When state or municipal aid must be given, the degree and form it takes will have much to do with the wisdom or propriety of giving it. Whether or not it should be given depends on what it is given for, how it is given, and whether general public benefit is obtained as a result. There is good reason to doubt the methods followed in some countries in building or subsidizing the building of houses for one group of the community at the expense of other groups, and it is equally questionable whether cheaper money or limited tax exemption can be given an equitable basis.

In connection with the reconstruction of slum areas and the renovation of blighted districts, much public aid to housing can be undertaken without actual subsidizing of house building as a charitable undertaking. When this reconstruction or renovation is essential for the benefit of the whole community, it may properly be paid for out of the public purse and the incidental housing improvement may be welcomed.

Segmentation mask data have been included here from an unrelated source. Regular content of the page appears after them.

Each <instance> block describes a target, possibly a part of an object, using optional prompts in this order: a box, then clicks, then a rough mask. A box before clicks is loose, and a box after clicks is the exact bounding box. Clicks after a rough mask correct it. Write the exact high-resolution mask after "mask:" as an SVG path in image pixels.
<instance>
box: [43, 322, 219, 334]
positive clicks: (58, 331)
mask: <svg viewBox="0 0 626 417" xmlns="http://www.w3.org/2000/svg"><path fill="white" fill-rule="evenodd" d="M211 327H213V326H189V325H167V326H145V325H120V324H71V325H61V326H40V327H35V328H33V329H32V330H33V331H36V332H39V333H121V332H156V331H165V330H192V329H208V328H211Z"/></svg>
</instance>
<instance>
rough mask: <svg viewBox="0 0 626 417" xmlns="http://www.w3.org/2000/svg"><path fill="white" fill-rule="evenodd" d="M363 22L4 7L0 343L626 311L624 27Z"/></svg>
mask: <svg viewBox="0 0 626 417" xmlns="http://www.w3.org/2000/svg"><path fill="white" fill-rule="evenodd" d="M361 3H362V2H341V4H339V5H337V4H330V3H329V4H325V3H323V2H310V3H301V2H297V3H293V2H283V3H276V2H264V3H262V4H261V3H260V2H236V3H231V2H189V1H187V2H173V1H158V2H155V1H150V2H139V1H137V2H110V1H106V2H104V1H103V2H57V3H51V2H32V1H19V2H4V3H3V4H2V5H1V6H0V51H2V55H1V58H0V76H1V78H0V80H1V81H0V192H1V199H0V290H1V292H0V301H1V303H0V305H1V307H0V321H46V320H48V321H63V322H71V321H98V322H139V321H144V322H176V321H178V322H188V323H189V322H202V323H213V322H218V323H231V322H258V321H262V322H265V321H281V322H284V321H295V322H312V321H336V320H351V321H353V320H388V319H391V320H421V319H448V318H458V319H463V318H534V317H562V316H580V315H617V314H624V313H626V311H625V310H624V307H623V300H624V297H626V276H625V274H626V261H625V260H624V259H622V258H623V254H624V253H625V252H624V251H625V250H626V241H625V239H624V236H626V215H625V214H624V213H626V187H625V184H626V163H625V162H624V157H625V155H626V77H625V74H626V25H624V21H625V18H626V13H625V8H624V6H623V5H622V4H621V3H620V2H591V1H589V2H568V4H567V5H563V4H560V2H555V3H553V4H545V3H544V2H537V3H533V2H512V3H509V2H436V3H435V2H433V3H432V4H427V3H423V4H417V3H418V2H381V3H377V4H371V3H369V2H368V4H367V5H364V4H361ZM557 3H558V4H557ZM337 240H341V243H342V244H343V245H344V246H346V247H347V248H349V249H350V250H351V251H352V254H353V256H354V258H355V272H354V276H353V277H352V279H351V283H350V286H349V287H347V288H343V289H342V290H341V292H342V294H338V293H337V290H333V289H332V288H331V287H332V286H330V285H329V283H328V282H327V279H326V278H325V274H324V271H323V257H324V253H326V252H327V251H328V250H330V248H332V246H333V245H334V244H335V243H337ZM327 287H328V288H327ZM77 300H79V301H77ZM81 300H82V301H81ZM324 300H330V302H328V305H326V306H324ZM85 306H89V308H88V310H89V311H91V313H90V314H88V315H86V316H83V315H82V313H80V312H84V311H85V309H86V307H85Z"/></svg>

There are cases also where a government may properly incur expense to create an object lesson in better housing. One thing which it is always proper for a government to do is to purchase land for small parks and playgrounds as a means of providing more space in congested areas, and it is in this respect that so much can be done as a means of removing one of the worst defects of slum districts.

When state or municipal aid is given, it usually takes one or more of the following forms: First, granting loans at low rates of interest to individuals, public-utility societies or municipalities; second, granting outright subsidies to individuals or to others for the construction of houses having a certain standard; third, direct state action to provide houses for sale or for rent; and fourth, exempting houses of a specified cost and character from taxation for a limited time.